To most Austinians, the phrase ‘downtown, just east of I-35’ does not precisely evoke ‘class’ or ‘upscale’ or even ‘fresh paint’, but don’t tell that to what the lightpost banners announce as the East End Ibiz District: a stretch about three blocks long by one block wide of aggressively modern and shiny architecture with the sort of garish, desperate Austin Is A Sound Investment Dammit gentrification that leads people to use terms like ‘Ibiz’ and ‘SoCo’ with a straight face.  Not that there’s anything wrong with this in and of itself, but a very short walk past any of the East End Ibiz District’s facades leads one to wonder, if the area’s up-marketing takes hold, whether all these dead people all over the neighborhood are going to continue to be able to afford the real estate, or whether we’re going to end up with your basic Poltergeist scenario here.

The Blue Dahlia Bistro sits amid a blue steel and plate glass shopping center entirely too classy to be called a strip mall despite being one, and trades on one of the forms of high-class dining experience that’s been popular with the smart set at least as far back as Puccini — to wit, the dedication of considerable culinary art to creating the impression that one is eating the lunch of a penniless rural French shepherd.

Don’t let all this cranky class consciousness give the impression that I don’t like the place, however; I just have an instinctive rankling to a place that makes me feel as though I were using the wrong fork, even when in fact they only give me one fork and the dish I ordered was finger food anyway.  Lunch at the Blue Dahlia was in fact a very pleasant experience and the food quite good, and less expensive than the number of French words in the menu might lead one to expect.

The Dahlia has a very nice back patio, not overly large, but not cramped with tight-packed tables in the manner of most coffee-shop patios either.  The weather on the day we visited was very nice, which the bistro can hardly take credit for, but the artful arrangement of overhead canopies and unobtrusive space-heaters around the patio seem well equipped to make it a pleasant dining space in nearly any weather.  After taking our seat, we were carefully inspected by a small calico cat who walked up, sat down a couple feet away, and watched us for about a minute with evident displeasure before walking away again.  Fortunately, they served us despite the disapproval of the cat, but it was a close thing.

I had the meat and cheese platter, one of the more enthusiastically rustic dishes, to the extent that in addition to being arrayed on a bed of mixed lettuce, it was served on a slab of grey stone rather than a plate.  The simple but filling assortment of meats and cheeses, along with olives and small spicy pickles, offered two standout surprises: the mustard, which looked like a creamy dijon but turned out to be much stronger than expected, pungent with horseradish or possibly Chinese mustard; and in the bread basket, a delightful cranberry-walnut bread that would have been suited as a dessert in itself.  James’ Dad also reports that the cranberry-walnut bread works well with a tiny dab of the mustard and some of the balsamic vinegar found alongside the olive oil on each table, but I only tried it with butter.   The bread assortment also included segments of French bread which were enhanced more than I would have expected by the addition of sesame seeds to the crust.  Rarely is a basket of assorted breads a memorable highlight of a restaurant’s offerings, but the Blue Dahlia makes a very impressive production of it.

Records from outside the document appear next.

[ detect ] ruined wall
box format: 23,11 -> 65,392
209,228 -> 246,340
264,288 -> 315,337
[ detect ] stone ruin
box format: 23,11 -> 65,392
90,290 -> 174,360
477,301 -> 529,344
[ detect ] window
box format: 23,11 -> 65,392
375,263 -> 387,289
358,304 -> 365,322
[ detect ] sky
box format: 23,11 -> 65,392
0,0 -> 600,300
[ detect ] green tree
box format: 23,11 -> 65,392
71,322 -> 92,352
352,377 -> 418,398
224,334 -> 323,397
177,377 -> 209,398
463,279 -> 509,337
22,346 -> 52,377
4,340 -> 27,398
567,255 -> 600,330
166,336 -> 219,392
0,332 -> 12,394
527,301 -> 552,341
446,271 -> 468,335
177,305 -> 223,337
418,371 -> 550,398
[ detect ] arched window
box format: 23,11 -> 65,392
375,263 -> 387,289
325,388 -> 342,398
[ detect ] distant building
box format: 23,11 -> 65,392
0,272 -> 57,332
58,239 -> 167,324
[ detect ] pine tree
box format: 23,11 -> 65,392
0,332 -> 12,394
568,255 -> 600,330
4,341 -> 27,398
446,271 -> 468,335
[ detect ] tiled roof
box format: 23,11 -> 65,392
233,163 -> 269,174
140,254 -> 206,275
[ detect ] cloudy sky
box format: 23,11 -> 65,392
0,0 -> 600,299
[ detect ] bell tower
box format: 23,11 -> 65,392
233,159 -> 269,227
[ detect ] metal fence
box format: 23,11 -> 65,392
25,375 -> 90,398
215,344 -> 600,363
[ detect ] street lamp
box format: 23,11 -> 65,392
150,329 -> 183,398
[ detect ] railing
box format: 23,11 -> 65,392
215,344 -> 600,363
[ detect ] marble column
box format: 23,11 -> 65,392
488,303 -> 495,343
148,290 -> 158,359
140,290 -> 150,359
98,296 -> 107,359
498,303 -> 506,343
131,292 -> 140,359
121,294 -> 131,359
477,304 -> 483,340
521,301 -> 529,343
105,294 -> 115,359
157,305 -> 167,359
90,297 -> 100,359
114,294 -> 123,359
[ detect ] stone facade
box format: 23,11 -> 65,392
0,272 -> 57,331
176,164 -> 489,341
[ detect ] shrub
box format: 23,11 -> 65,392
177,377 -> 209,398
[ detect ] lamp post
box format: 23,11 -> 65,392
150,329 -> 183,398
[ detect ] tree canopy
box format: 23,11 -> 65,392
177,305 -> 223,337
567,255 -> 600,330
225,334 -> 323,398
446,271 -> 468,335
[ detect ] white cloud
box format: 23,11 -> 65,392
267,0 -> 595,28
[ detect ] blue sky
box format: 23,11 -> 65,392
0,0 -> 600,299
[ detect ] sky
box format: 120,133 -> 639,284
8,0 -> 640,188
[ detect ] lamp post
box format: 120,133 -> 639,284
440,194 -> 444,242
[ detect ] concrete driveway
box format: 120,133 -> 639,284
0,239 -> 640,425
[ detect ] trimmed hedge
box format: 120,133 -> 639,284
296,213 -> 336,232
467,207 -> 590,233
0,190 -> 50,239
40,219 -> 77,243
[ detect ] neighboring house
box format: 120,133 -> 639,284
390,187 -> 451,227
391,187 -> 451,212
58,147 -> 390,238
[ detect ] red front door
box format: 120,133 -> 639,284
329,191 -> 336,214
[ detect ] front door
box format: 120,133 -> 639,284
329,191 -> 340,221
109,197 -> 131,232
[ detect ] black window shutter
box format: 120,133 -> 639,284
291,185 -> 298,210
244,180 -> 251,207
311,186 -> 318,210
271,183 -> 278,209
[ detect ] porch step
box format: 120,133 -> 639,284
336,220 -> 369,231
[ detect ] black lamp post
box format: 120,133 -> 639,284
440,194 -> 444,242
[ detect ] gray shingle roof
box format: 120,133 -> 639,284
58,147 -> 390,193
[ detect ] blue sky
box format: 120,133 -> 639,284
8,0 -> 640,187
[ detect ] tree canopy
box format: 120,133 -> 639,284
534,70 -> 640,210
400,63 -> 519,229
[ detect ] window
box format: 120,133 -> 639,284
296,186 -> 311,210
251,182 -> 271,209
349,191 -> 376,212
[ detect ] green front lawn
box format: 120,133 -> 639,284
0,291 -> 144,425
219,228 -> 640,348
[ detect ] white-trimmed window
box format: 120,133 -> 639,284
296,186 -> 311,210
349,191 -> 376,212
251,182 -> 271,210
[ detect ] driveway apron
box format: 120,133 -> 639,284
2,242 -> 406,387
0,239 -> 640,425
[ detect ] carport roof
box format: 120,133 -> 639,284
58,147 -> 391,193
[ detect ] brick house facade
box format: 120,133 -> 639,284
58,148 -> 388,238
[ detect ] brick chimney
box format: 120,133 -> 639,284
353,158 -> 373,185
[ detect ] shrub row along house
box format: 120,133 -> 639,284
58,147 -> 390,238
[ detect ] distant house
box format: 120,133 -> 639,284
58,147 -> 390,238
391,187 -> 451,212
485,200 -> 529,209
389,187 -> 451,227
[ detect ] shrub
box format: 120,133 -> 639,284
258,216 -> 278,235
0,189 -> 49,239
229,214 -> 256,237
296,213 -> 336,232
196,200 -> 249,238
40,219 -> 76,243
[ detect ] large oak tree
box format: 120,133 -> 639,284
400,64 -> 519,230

J’s. D. had the soup special du jour, a duck and sausage stew, which impressed him enough to order a second cup to go before we departed; though I didn’t try it, it smelled magnificent and I’m sure he shall elucidate you further to its charms in his own review of the Dahlia.

Good food, excellent atmosphere and presentation, and service that passes my rather minimal standard of expectation (prompt drink refills and no active surliness) — so, despite a lingering resentment for the Austintatious flavor of the immediate neighborhood, I can see no reason not to give the Blue Dahlia Bistro a full cinque etoiles.